Banks Are Finding Fee Income In Reinsurance Joint Ventures
By
San Francisco
Reinsurance joint ventures are increasingly attractive to large banks as a way to get a piece of the insurance action beyond fees and commissions, says Hans L. Carstensen, chairman, president and CEO of CGU Life Insurance Company, North Quincy, Mass.
Speaking at the recent Financial Institutions Insurance Association’s fall conference here, Carstensen said reinsurance is the newest element in CGU Life’s efforts to add value to its insurance products for banks. Such joint ventures, in which the bank accepts some of the risk of covering the life policies they sell, can cover term, whole life and universal life products offered by CGU, he said.

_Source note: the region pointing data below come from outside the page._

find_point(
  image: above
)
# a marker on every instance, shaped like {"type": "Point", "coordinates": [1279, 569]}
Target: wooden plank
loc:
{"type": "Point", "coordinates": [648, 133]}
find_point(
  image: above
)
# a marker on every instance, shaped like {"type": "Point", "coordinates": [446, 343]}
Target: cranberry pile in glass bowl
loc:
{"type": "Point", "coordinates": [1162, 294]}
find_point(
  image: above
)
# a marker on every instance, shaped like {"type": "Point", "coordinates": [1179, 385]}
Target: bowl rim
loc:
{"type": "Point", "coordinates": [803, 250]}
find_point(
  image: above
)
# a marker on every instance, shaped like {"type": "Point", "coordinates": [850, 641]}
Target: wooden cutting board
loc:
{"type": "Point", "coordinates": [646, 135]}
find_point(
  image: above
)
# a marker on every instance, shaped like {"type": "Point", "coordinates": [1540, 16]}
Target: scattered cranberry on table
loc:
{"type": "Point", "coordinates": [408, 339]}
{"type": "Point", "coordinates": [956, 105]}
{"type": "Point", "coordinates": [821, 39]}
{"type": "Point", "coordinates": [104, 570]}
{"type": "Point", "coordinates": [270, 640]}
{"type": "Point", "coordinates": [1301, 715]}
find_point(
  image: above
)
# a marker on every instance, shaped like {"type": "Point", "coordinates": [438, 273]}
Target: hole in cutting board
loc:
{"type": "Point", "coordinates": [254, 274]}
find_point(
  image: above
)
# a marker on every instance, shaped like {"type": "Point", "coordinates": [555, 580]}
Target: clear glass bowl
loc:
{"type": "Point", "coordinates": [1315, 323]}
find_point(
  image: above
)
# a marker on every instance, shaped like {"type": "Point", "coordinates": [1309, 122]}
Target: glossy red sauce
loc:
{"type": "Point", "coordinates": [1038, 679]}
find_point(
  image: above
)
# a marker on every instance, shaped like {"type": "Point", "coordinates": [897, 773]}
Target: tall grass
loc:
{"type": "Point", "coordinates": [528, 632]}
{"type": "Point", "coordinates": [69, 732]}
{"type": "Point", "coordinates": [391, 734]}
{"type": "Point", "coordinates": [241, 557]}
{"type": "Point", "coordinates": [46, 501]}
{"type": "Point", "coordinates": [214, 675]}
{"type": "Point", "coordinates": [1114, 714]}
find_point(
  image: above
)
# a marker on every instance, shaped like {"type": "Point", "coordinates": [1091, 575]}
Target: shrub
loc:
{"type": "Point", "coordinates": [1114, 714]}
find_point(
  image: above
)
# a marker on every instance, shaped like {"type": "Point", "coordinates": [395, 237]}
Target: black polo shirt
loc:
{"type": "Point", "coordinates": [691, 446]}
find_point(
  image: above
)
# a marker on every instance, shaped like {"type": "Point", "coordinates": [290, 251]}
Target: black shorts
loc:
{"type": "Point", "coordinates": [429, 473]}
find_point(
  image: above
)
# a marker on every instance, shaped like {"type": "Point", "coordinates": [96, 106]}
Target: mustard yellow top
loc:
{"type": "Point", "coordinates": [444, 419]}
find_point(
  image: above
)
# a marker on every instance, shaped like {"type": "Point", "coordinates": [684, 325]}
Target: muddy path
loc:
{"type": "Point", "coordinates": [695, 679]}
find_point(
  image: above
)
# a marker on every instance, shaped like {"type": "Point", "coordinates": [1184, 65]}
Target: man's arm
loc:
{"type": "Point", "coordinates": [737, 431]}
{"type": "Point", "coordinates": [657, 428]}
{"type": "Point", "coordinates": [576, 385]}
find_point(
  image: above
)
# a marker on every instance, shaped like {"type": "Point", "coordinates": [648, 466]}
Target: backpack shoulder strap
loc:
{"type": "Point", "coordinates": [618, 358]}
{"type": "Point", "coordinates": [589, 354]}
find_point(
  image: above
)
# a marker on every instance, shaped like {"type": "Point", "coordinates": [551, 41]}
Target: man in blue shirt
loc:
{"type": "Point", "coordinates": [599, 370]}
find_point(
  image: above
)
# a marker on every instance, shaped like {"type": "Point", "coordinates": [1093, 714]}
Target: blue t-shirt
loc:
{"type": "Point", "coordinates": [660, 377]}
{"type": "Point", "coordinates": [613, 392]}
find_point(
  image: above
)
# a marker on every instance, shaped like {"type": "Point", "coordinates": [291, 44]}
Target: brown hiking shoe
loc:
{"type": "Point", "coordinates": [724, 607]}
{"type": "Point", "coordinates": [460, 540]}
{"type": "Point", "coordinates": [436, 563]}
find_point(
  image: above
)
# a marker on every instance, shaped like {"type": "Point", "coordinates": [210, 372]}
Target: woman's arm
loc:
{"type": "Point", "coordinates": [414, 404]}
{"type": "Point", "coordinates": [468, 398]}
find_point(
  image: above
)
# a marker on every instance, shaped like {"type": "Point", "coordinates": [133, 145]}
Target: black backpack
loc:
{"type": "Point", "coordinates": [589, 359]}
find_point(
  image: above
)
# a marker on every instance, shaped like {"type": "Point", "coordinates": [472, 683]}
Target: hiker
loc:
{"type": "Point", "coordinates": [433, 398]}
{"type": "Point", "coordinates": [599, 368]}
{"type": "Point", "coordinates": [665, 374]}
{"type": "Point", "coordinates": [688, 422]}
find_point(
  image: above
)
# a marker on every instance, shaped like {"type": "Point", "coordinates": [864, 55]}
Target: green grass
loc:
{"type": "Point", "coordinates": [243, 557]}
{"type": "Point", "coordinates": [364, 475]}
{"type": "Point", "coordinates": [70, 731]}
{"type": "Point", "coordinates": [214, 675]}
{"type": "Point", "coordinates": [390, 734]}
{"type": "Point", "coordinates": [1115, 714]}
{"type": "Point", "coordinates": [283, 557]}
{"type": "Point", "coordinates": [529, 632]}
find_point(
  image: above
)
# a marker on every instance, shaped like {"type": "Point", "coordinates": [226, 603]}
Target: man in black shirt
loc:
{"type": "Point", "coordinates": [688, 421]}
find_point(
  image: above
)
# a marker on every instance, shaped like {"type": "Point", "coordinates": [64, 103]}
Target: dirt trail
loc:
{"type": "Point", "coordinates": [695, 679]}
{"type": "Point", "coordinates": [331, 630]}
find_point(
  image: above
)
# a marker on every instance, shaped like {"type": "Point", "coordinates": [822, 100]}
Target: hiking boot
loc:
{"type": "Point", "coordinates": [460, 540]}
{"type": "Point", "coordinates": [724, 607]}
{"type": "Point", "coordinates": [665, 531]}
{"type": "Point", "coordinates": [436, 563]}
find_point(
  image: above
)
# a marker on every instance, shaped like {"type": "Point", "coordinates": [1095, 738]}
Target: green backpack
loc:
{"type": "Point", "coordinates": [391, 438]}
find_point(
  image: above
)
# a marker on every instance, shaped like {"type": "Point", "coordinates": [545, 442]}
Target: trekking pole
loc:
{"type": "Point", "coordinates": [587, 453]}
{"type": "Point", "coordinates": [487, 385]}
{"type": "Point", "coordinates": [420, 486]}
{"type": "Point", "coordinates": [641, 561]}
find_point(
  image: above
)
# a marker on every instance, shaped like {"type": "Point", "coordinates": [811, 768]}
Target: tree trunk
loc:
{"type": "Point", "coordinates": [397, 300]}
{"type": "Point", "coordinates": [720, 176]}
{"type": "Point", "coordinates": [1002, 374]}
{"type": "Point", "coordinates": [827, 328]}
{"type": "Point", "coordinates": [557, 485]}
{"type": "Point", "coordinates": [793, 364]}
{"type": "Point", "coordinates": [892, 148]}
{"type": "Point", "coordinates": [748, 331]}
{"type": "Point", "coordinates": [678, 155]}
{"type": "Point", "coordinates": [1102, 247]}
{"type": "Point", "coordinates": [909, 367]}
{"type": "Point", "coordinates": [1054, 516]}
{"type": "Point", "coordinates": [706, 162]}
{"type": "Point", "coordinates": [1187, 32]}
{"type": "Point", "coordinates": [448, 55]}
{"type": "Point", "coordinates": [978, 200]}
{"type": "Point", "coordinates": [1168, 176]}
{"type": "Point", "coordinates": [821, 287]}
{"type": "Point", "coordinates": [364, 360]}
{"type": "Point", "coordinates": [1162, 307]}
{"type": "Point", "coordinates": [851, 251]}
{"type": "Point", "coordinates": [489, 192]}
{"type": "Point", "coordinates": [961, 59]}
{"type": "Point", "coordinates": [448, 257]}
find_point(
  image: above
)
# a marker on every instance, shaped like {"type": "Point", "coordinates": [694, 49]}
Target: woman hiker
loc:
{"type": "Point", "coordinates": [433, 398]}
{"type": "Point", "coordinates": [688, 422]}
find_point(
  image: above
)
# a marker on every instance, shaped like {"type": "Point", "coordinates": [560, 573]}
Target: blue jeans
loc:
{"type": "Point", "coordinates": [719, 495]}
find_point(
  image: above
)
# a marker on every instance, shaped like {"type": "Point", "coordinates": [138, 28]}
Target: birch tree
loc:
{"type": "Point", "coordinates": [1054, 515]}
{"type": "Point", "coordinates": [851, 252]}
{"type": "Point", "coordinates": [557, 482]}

Generally, CGU enters into such agreements with wholly-owned reinsurance subsidiaries of large banks, such as HSBC Bank USA, based in Buffalo, N.Y. HSBC is the U.S. subsidiary of the U.K.-based bank, which Carstensen noted has itself entered into reinsurance joint ventures with CGU’s own parent in England, CGNU plc.
Under a reinsurance joint venture, a bank places the risk not retained by CGU with a reinsurer.
“The risk assumed by the bank can be tailored to the bank’s needs,” he said. “The bank doesn’t need to take on more than it’s comfortable with.”
Such joint ventures are a profit opportunity for a bank that has capital to back up the policies, enabling it to share in the profit as well as the risk of manufacturing insurance. That makes it a way to align the economic interests of the bank with those of CGU, he observed.
While acknowledging that reinsurance is complicated, Carstensen said it’s a much simpler way for banks to take a direct stake in insurance than actually manufacturing its own insurance policies.